The live bonus tracks here come through as you'd expect.  A great version of True Love Waits (one of the group's most underrated songs lyrically), BBC recordings, several great tracks from a session at Canal+ Studios in Paris, and for the Idioteque nuts, there's a version from that studio and also a BBC version.  As far as I'm concerned, the more versions of Idioteque I get to hear, the better.  All in all, you get 13 new live versions of tracks we've already grown to love.  For fans, these tracks are a must hear.  There's obviously no need to buy the entire album again, it hasn't been remastered or anything, and the bonus tracks can be individually purchased anyways.  Though I suspect completists will probably do so anyways. 

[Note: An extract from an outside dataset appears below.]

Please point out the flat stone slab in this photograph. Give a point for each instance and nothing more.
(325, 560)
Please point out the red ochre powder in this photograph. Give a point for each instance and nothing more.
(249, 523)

In the end, plenty of people will voice their displeasure towards this album as long as rock music lives on.  And that's cool, because unlike people who try to hate Nevermind nowadays, Kid A is at least understandable to hate.  It's easy to dislike music that takes this much effort to listen to.  It's why you don't hear Animal Collective playing at your local bar, or your average house party blasting Portishead.  Because albums like this put you in a bottle, shake you up for for 50 minutes, and when they pour you back out, you're never the same again; simply put, music like that isn't always easy for everyone to entrench themselves in.  

Since I bought this album that day in Manhattan, I've gone back to school, gotten a bachelors degree from Rutgers, moved several times, gone through several girlfriends, moved to Baltimore, gotten a Masters degree, and I'm currently applying for PhD programs.  Go figure.  And I still have no idea where my life is headed.  In the end, Kid A has enough proponents to help its greatness live on in the hearts and minds in those of us who've truly come to love this album for what it is; a reflection of ourselves as the world keeps changing, for ourselves and for each other, and how nobody really knows just how to handle it.